Using the Captured Surface Control API
This guide explains how to use the features provided by the Captured Surface Control API to control a display surface (browser tab, window, or screen) captured by the Screen Capture API.
Background
The Screen Capture API is most commonly used to share another open tab or window on your device with other conference participants in a conferencing app, for example to demo a new feature or present a report.
A significant issue with this is that, when you want to interact with the captured display surface, for example to scroll the display or zoom it in, you can't do so without switching to the captured display surface. This creates several issues and makes the app more frustrating than it needs to be. Screen sharing users will find themselves having to jump back and forth between the conferencing app and the captured display surface to handle adjusting the media display, letting late users in, reading chat messages, and so on.
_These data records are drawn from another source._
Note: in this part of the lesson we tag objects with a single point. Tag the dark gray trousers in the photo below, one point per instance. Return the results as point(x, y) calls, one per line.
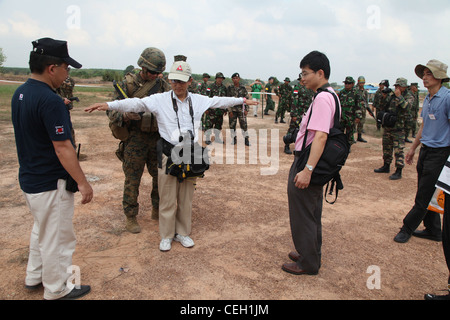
point(305, 213)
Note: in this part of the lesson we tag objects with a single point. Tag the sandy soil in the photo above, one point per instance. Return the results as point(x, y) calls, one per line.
point(240, 228)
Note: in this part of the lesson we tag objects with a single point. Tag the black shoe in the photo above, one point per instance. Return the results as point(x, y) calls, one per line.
point(397, 175)
point(425, 234)
point(77, 293)
point(384, 169)
point(35, 287)
point(402, 237)
point(435, 297)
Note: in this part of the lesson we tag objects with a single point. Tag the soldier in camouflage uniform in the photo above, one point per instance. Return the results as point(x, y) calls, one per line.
point(415, 109)
point(351, 109)
point(138, 148)
point(237, 90)
point(394, 138)
point(285, 95)
point(377, 98)
point(270, 104)
point(301, 100)
point(364, 96)
point(66, 92)
point(214, 117)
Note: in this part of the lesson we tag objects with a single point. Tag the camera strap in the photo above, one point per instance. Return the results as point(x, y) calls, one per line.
point(191, 112)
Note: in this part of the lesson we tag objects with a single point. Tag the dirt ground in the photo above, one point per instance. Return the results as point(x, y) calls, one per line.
point(240, 228)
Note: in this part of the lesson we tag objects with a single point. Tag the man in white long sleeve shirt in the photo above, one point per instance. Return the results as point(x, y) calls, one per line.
point(175, 209)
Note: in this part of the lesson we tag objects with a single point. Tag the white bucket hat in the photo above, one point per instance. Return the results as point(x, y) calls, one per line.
point(438, 68)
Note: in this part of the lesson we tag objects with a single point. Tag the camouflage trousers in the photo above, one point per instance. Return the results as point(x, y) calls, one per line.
point(283, 107)
point(362, 122)
point(234, 115)
point(139, 151)
point(348, 127)
point(394, 143)
point(212, 119)
point(270, 105)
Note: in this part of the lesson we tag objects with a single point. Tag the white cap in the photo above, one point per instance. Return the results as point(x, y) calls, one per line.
point(180, 70)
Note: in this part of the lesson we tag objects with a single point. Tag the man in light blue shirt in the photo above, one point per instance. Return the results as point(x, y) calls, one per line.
point(434, 136)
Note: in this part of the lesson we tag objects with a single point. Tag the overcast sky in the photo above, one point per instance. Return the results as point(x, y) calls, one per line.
point(382, 39)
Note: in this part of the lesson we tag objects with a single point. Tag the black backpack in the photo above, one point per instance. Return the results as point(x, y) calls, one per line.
point(334, 156)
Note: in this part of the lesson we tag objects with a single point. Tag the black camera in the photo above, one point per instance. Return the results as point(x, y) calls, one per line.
point(291, 136)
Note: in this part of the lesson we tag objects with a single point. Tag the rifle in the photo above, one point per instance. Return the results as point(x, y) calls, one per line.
point(119, 90)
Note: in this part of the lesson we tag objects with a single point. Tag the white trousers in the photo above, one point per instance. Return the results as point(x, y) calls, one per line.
point(175, 203)
point(52, 240)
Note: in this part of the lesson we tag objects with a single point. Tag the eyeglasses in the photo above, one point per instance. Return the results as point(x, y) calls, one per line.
point(178, 82)
point(305, 74)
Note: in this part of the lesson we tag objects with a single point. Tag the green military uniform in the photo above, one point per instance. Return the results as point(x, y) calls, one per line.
point(270, 104)
point(394, 138)
point(301, 100)
point(364, 96)
point(285, 94)
point(415, 110)
point(214, 117)
point(138, 147)
point(238, 112)
point(351, 105)
point(66, 91)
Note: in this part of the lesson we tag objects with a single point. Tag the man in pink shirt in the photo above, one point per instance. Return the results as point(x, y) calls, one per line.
point(305, 200)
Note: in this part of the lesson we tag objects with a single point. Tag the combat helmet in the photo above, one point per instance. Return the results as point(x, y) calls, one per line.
point(152, 59)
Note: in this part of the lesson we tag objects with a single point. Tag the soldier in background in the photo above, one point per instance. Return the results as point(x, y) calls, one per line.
point(364, 96)
point(285, 94)
point(214, 117)
point(269, 101)
point(138, 146)
point(237, 90)
point(394, 138)
point(415, 108)
point(351, 109)
point(66, 92)
point(377, 99)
The Captured Surface Control API tackles these problems by allowing app developers to implement a limited set of features that can be used by conference participants to control the captured display surface from directly within the app, without compromising security.
Currently these are:
- Zooming the captured display surface.
- Using mouse wheel/touchpad gestures (and other equivalents) to scroll the captured display surface.
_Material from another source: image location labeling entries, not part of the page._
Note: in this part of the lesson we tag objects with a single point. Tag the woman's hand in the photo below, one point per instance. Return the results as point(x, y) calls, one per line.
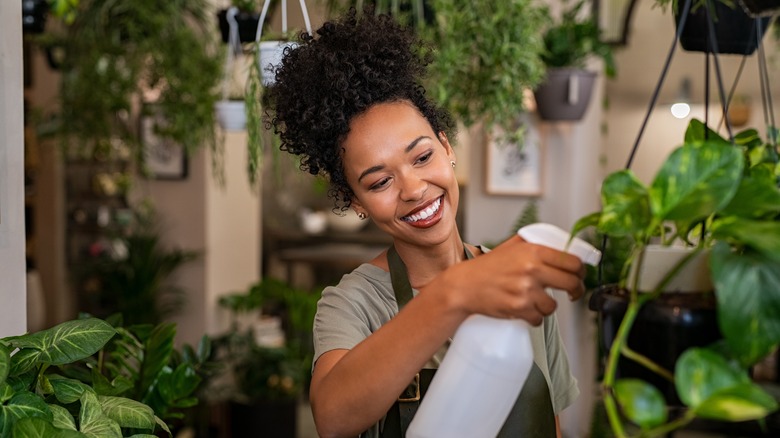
point(510, 281)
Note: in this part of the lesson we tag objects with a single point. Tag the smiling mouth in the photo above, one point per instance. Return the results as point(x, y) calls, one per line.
point(425, 213)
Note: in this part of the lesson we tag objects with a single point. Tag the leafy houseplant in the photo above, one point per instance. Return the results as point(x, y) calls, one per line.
point(269, 371)
point(568, 44)
point(488, 54)
point(53, 386)
point(129, 273)
point(715, 196)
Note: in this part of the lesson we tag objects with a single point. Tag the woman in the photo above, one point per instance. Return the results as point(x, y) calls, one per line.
point(350, 103)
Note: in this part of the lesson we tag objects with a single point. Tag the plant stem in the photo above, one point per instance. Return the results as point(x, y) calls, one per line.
point(664, 429)
point(615, 350)
point(647, 363)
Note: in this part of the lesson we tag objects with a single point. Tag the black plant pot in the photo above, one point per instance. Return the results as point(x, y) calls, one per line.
point(247, 25)
point(565, 94)
point(663, 330)
point(735, 30)
point(34, 14)
point(266, 418)
point(761, 8)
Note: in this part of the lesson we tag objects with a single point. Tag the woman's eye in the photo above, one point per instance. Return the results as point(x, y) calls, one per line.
point(380, 184)
point(425, 157)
This functionality is all accessed via the CaptureController
object. To control a screen capture session, a capture controller must be passed into a MediaDevices.getDisplayMedia()
call inside its options object:
controller = new CaptureController();
const displayMediaOptions = {
controller,
};
videoElem.srcObject =
await navigator.mediaDevices.getDisplayMedia(displayMediaOptions);
The controller can then be used to, for example, zoom the captured display surface in:
controller.increaseZoomLevel();
In this article we will walk through the code for a basic screen sharing app that shows how to implement such features.
A note on permissions
Usage of the Captured Surface Control API can be controlled via the Permissions-Policy
captured-surface-control
directive, or the equivalent <iframe>
allow
) attribute value:
<iframe allow="captured-surface-control" src="/some-other-document.html"
>…</iframe
>
Specifically, the forwardWheel()
, increaseZoomLevel()
, decreaseZoomLevel()
, and resetZoomLevel()
methods are controlled by this directive.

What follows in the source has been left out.